CHICAGO – It was another day on the speculation roller coaster.
Not long after leaving the White House on Monday afternoon, President-elect Barack Obama talked by telephone on his plane with Senator Richard G. Lugar, a Republican from Indiana.
Aha! So maybe Mr. Obama really is considering Mr. Lugar for secretary of state, as many in Washington have been assuming. But wait. Mr. Lugar’s office said the conversation Monday had nothing at all to do with the Cabinet.
“It was not about secretary of state,” Andy Fisher, a Lugar spokesman, said in an e-mail message. “Lugar is not interested (as he explains repeatedly). Nothing about that position was discussed during the call. They discussed ways in which they will continue to work on a number of foreign policy fronts as Lugar continues his Republican foreign policy leadership in the Senate.”
The call to Mr. Lugar was one of three Mr. Obama made after visiting President Bush at the White House, then stopping for a private, 40-minute meeting at a fire station at the airport. Aides would not describe whom he met with. It’s a fair guess that he may have been meeting with a candidate for the Cabinet. But then again, that’s also just a guess.
In this transition period, reporters are literally left trying to read tea leaves. And even lips. At one point on the plane, Mr. Obama stood in the aisle in the front, one leg up on a seat, a mobile phone pressed to his ear and faced toward the back, where the pool of reporters following him around was located. The reporters strained to hear what he was saying. A few snatches of his end of the conversation were audible:
“I am not going to be spending too much time in Washington over the next several weeks,” he was overheard telling the other person on the phone.

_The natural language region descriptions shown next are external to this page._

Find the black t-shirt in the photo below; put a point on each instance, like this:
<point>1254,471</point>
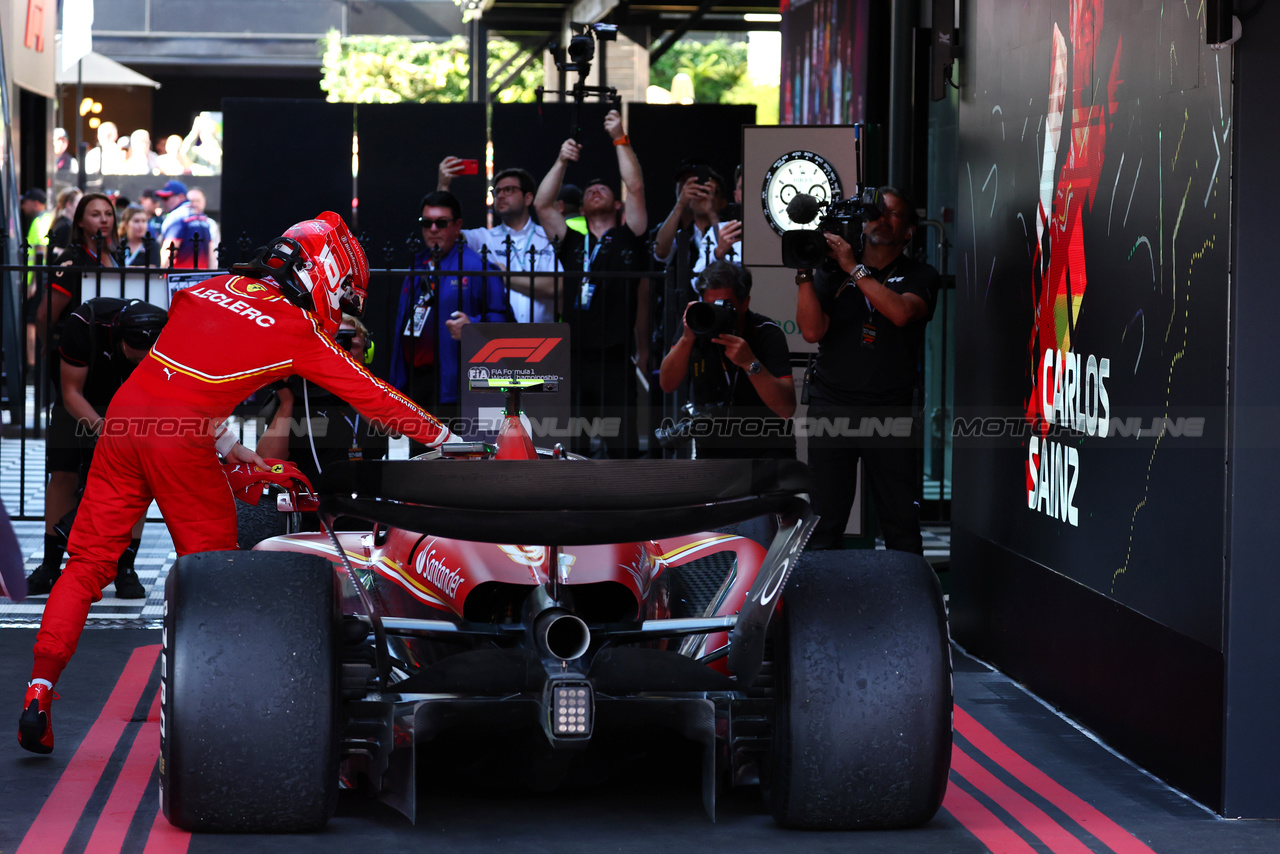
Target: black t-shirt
<point>748,428</point>
<point>608,316</point>
<point>86,342</point>
<point>864,359</point>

“I don’t want us to go lurching so far in one direction,” he said at another point.
“If we come up with some good solid sensible options … ” he said a little later.
What he was referring to was yet another mystery. After a couple minutes, Robert Gibbs, Mr. Obama’s adviser and soon to be his White House press secretary, noticed that the reporters were intently listening and jumped to his feet to tell the president-elect, who then turned around so that he could not be overheard.
Mr. Gibbs later came back to talk to reporters and joked about blocking for Mr. Obama. The overheard call, he said, was not the one with Mr. Lugar.